We praise certain works for being realistic, when art imitates life, but when life imitates some of the less ‘real’ forms of art, we attack them mercilessly.

And so we become suspicious of Saki. We wonder what she’s up to, since she can’t just be a kind, friendly person concerned about a fellow member of the human race. That would be impossible.

But is it really?

One of the faults that I want to address while on my (perhaps a bit soapbox-worthy) fandom exploration is this brutal judgment of others, without even allowing them to show their side. The otakusphere as a whole tends to think very harshly and jump to conclusions.

The industry is bad. Dubs are bad. Naruto fans are bad. Naoki (from Itazura na Kiss) is bad.

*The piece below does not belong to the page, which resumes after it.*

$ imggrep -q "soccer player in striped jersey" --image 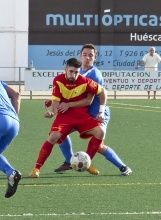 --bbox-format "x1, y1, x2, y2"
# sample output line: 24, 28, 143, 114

But really, isn’t that being horribly, horribly stereotypical? Nearly every fictional work has touched on this in one way or the other and yet so many of us haven’t realized what we have become. The anime fan gets locked into a certain frame of mind that they can’t break themselves from.

Whose fault is it, the anime they watch, or the person themselves, I can’t tell, but certainly a work like Ressentiment, or Welcome to the NHK, can help in softening that frame of mind, if they have enough hope left in them to open up their mind.

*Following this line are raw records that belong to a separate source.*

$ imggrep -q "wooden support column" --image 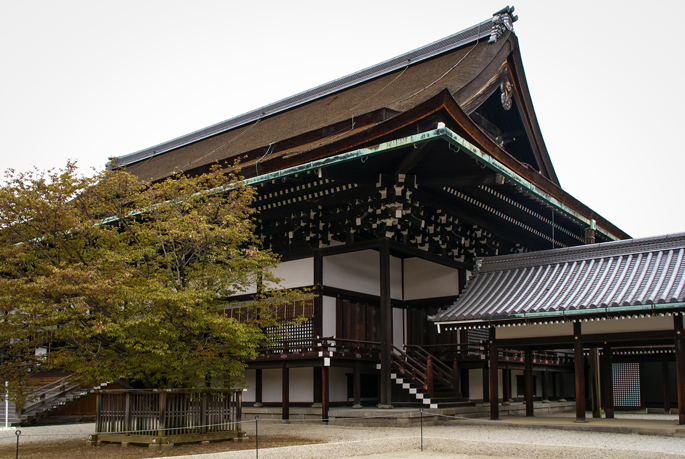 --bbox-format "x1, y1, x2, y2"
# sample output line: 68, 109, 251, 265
588, 347, 602, 419
502, 366, 511, 405
312, 368, 323, 408
673, 314, 685, 426
600, 344, 614, 419
559, 371, 566, 402
378, 239, 392, 408
523, 348, 535, 417
281, 362, 290, 420
352, 361, 362, 408
482, 359, 490, 406
254, 368, 264, 408
452, 357, 461, 397
321, 367, 331, 422
573, 322, 586, 422
312, 249, 323, 338
661, 358, 671, 414
488, 327, 499, 421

Am I a better person from experiencing these works? I don’t know. Perhaps I am just the same, since I spawned my whole NHK discussion just five seconds into Saki’s appearance. All this analysis and judging of both anime and fans is just as stereotypical, is it not?

Truly, if I listened to what I said, I wouldn’t need to think that I am right. But I still do, which is why I write long blog posts to tell other people about my way of belief.

But what I can say for certain is that something in the style of these works needs to be viewed by fans, just to provide another perspective on life. I can’t say for certain whether any one way is absolutely right – but with many different views experienced, one can form their own way and their own beliefs that will be stronger than anything someone can tell you.

-CCY

(Ironically, I became obsessed with this form of work decrying people obsessed with things. Perhaps that’s why it’s difficult to talk about it as well, because this genre is hugely, extremely personal – each person will read something different into it.

And, R.I.P. the dead in Akihabara today. I just hope both the fans and the media can reach a reasonable conclusion on this matter, instead of acting immaturely and blaming scapegoats.)